Agero is powering the next generation of software-enabled driver safety services and technology, pushing the limits of big data to transform the entire driving experience. The majority of leading vehicle manufacturers and insurance providers use Agero’s roadside assistance, accident management, dispatch, consumer affairs and telematics innovations to strengthen their businesses and create stronger, lasting connections with their customers. Together, we’re making driving smarter and safer for everyone.
The Data Science and Analytics group at Agero is a central resource for innovative data products, scientific analysis, and actionable insights. We are a collaborative, consultative team that works cross functionally to:
- support partners throughout the organization in making informed, data driven decisions,
- unlock the value within our data to create innovative new product offerings, drive efficiency, and improve customer experience, and
- provide greater access to information and insights through dashboards, data self-service tools, and training.
We believe that data is a key asset, and thanks to Agero’s scale and history, is a true competitive advantage.
About the Role:
Agero’s Data Science and Analytics team is developing a modern, cloud-based (AWS) data platform to support our analytical products and machine learning pipelines. Our team is expanding, and we are looking to add a self-motivated Data Engineer to help implement a curated, “single source of truth” data set that will feed a variety of downstream use cases including APIs, reports, dashboards, self-service tools, and modeling efforts. The platform will provide the Data Science and Analytics team, along with the broader organization, more secure, centralized, and reliable access to the company’s data. At the same time, it will reduce the effort required to ingest new sources of data or to build new ETL processes to support new modeling or reporting use cases.
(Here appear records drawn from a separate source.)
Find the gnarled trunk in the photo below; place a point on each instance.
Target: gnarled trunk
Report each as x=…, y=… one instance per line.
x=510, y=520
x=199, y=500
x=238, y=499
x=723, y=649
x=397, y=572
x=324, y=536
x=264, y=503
Additionally, this individual will operate as a member of the team building out production machine learning pipelines that allow our data science team to test and deploy new models at scale. This framework will tightly integrate with the data platform described above. As part of this effort, the Data Engineer will be tasked with developing data processing pipelines to support various modeling and forecasting efforts, defining a process for our Data Scientists and Engineers to quickly and reliably deploy new models into production, and designing data models to expose model outputs to a variety of downstream use cases. Both efforts will leverage similar cloud technologies, and the data platform will be the “source” and “sink” of data to and from the ML pipeline(s).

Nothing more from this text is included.